Measurements of the electron’s electric dipole moment (eEDM) are demanding tests of physics beyond the standard model. We describe how ultracold YbF molecules could be used to improve the precision of eEDM measurements by two to three orders of magnitude. Using numerical simulations, we show how the combination of magnetic focussing, two-dimensional transverse laser cooling, and frequency-chirped laser slowing, can produce an intense, slow, highly-collimated molecular beam. We show how to make a magneto-optical trap of YbF molecules and how the molecules could be loaded into an optical lattice. eEDM measurements could be made using the slow molecular beam or using molecules trapped in the lattice. We estimate the statistical sensitivity that could be reached in each case and consider how sources of noise can be reduced so that the shot-noise limit of sensitivity can be reached. We also consider systematic effects due to magnetic fields and vector light shifts and how they could be controlled.

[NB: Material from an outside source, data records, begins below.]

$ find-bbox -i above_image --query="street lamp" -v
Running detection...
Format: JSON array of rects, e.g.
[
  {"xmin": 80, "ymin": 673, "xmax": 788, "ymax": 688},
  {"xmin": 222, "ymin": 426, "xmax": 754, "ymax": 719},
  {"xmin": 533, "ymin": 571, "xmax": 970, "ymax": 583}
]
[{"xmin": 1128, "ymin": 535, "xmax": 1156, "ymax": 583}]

电子电偶极矩（eEDM）的测量要求对物理进行超出标准模型的测试。我们描述了如何使用超冷的YbF分子将eEDM测量的精度提高2到3个数量级。使用数值模拟，我们展示了磁聚焦，二维横向激光冷却和频率frequency激光减速的组合如何产生强烈，缓慢，高度准直的分子束。我们展示了如何制作YbF分子的磁光阱，以及如何将分子加载到光学晶格中。eEDM测量可以使用慢分子束或陷在晶格中的分子进行。我们估计每种情况下可以达到的统计灵敏度，并考虑如何减少噪声源，以便可以达到灵敏度的散粒噪声极限。我们还将考虑由于磁场和矢量光偏移而产生的系统影响以及如何控制它们。